Christoph ist 18 und lebt mit einer Großfamilie, 90 Kühen und einigen Katzen auf einem Hof. Wie es sich auf dem Land so lebt, erzählt er hier.

Ich wohne in Giltshof, das ist eine sehr abgelegene niederbayerische Ortschaft mit nur vier Höfen, die meisten Navis kennen es nicht einmal. Was nach langweiliger Einöde klingt, ist vor allem viel Arbeit: Seit Generationen besitzen wir einen Bauernhof und betreiben auf 50 Hektar Land Viehwirtschaft. Wir haben aber auch Maisfelder zur Versorgung unserer rund 90 Kühe.

Der Tag beginnt bei mir früher als bei den meisten. Täglich um fünf müssen die Kühe gefüttert und gemolken werden. Zu dritt brauchen wir gute zwei Stunden. Meine Schwestern und ich wechseln uns mit der Stallarbeit ab, denn Schule geht vor. Seit dem Tod meines Vaters haben wir zusätzlich einen Betriebshelfer, da wir die ganze Arbeit alleine nicht schaffen. Und nach der Stallarbeit bringen wir eine Kanne frische Milch mit: für mich das Beste, das es gibt!

Man muss sich arrangieren

Dass unser Hof so abgelegen liegt, ist nicht schlimm; mit dem Bus bin ich bisher immer zur Schule gekommen. Nur Heimfahren ist problematisch, da sich meine Interessen selten mit den raren Busabfahrtszeiten vertragen. Also bin ich oft auf das Auto angewiesen, besonders bei der Wochenendplanung: Früher war ich abends selten weg, weil mich so spät niemand mehr gefahren hat. Zum Glück änderte sich das nach meinem 18. Geburtstag! Unangenehm ist nur, wenn nach einer langen Nacht gleich die Stallarbeit wartet. Man muss sich eben arrangieren. Das ist alles eine Frage des Willens.

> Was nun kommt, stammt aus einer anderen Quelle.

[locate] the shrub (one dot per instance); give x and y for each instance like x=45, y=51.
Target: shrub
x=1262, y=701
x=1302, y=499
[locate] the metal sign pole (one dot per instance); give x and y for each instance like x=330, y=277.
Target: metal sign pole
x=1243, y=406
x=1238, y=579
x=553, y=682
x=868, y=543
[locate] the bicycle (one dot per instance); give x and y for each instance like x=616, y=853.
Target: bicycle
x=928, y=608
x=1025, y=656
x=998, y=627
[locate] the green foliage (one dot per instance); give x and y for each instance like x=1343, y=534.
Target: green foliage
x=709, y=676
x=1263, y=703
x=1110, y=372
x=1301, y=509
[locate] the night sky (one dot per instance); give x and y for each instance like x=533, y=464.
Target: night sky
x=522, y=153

Für seine Kühe steht Christoph auch
nach Partys früh um fünf auf.
Foto: Vanessa Vu

Wenn mir etwas wirklich wichtig ist, werde ich natürlich von der Arbeit auf dem Hof befreit, zum Beispiel für Schüleraustausche oder jetzt in der Abiturvorbereitungsphase. In meiner Freizeit sehe ich mich auch nicht eingeschränkt, ganz im Gegenteil. Zweimal pro Woche mache ich Leichtathletik, bin bei der Freiwilligen Feuerwehr und spiele Ukulele. Und ich kann jederzeit draußen etwas unternehmen.

Die Arbeit ist hart und zunehmend unrentabler

Den Hof übernehmen? Ich denke nicht, mit ein bisschen Glück möchte es mein kleiner Bruder später. Vielleicht müssen wir ihn auch verkaufen, aber man kann niemanden dazu zwingen, ihn zu übernehmen. Die Arbeit ist hart und immer unrentabler, denn wir sind sehr von den ständig sinkenden Milchpreisen abhängig. Ich finde es gut, dass die Landwirte deswegen gestreikt haben, doch wir hatten nicht das Geld, um uns zu beteiligen. Außerdem sind sie manchmal zu radikal gewesen: Zum Teil haben sie passive Bauern besucht oder angerufen und sie beschimpft, nur weil sie nicht mit gestreikt haben!

In der Stadt möchte ich nie leben – auch wenn es dort unwahrscheinlicher ist, über ausgerutschte Kühe zu stolpern und in den Mist zu fliegen. Und man wäre dort möglicherweise nicht von so vielen streng konservativen Katholiken umgeben, aber die Reizflut und die Anonymität würden mich stören. Auf dem Land weiß man seine Umwelt viel mehr zu schätzen: Nach dem Abitur will ich ein Studium der Erneuerbaren Energien anfangen und etwas zum Erhalt der Umwelt beitragen.